US 12,462,805 B2
Natural language generation
Hann Wang, Santa Clara, CA (US); Angeliki Metallinou, Mountain View, CA (US); Melanie C B Gens, Honolulu, HI (US); Arijit Biswas, Dublin, CA (US); and Ying Shi, Bellevue, WA (US)
Assigned to Amazon Technologies, Inc., Seattle, WA (US)
Filed by Amazon Technologies, Inc., Seattle, WA (US)
Filed on Jun. 30, 2023, as Appl. No. 18/345,455.
Prior Publication US 2025/0006196 A1, Jan. 2, 2025
Int. Cl. G10L 15/26 (2006.01); G10L 13/08 (2013.01)

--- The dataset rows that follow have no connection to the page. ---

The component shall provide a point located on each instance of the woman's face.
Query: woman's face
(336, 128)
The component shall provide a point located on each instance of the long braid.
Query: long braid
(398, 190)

CPC G10L 15/26 (2013.01) [G10L 13/08 (2013.01)] 20 Claims
OG exemplary drawing
 
1. A computer-implemented method comprising:
receiving input audio data representing a first spoken input;
performing automatic speech recognition (ASR) processing using the input audio data to generate a transcript of the first spoken input;
based on the transcript, determining a first set of actions potentially corresponding to the first spoken input;
based on the transcript and the first set of actions, determining first exemplar data, the first exemplar data including a first example user input similar to the first spoken input, a first action of the first set of actions to be performed in response to the first example user input, and a system response to be generated in response to the first example user input;
determining the first action is associated with performance of an action using a device;
based on determining the first action is associated with performance of the action using the device:
determining a user profile associated with the first spoken input,
determining a first device associated with the user profile, wherein the first device is capable of performing the first action, and
determining first state data representing a first device state of the first device;
determining a first prompt including the first set of actions, the first exemplar data, the first device state, and the transcript, wherein the first prompt is an input for a language model to determine an output responsive to the first spoken input;
processing, using the language model, the first prompt to generate first output data indicating the first action is to be performed in response to the first spoken input and a first natural language response is to be presented;
causing the first device to perform the first action;
receiving first response data indicating performance of the first action; and
based at least in part on receiving the first response data, causing presentation of the first natural language response.